To write up your Will, list all of your assets. This includes real estate, bank accounts, vehicles, retirement accounts, stocks and bonds, and life insurance. Some of these accounts aren’t handled through the Will; life insurance, for example, goes to the person you named as a beneficiary.

Your liabilities include mortgages, student loans, credit card balances, and other debts. 

Naming an Executor in an Online Will

To complete your online Will, you need to name an Executor. You can pick any adult who is of sound mind. Some people pick their spouse, but others choose a trusted friend or advisor. Keep in mind that your surviving spouse will be going through a lot, and it could be a good idea to take the pressure off of your husband or wife by having someone else manage the probate process. 

Hoffman’s biggest mistake was not heeding the advice of his advisor. He chose his ex-girlfriend as Executor. If he had listened to the accountant, he would have updated his will after major life changes. If he had set up trust funds for his kids, then he would have ensured that his assets went to his children when they turned 18. Instead, the children’s mother inherited the whole estate.  
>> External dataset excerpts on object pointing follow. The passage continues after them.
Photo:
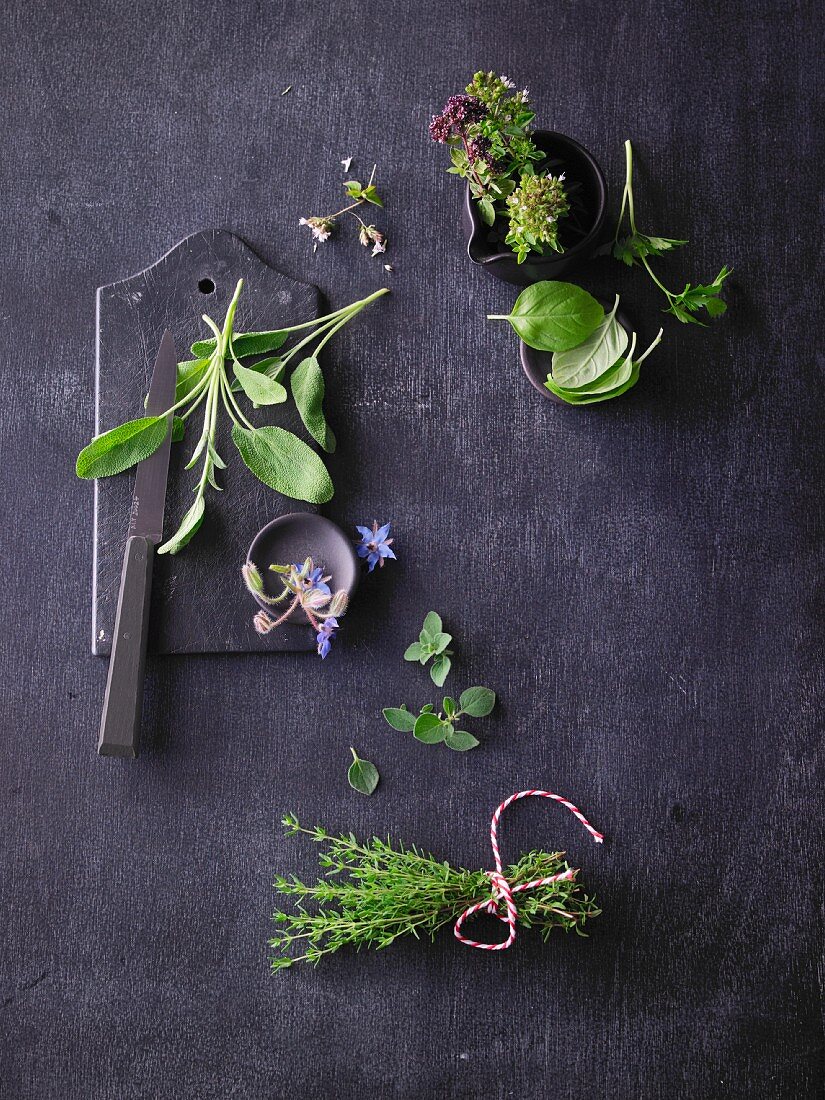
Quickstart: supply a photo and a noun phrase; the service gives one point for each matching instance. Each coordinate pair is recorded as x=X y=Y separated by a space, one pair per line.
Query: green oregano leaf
x=307 y=386
x=460 y=740
x=553 y=316
x=122 y=447
x=399 y=718
x=363 y=776
x=477 y=702
x=284 y=462
x=440 y=669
Lessons On How to Write a Will When You Have Kids

Nobody really wants to think about their own deaths, let alone the death of their spouse or child’s other parent. Experts say that’s what explains the American reluctance to have a will, even though every single one of us will eventually pass away. It’s also hard for people to imagine dying young before their children are grown up.  But if you use FastWill to create an online will, you’ll be proactively protecting your kids. The ultimate lesson is that you can adequately protect your family with a little foresight.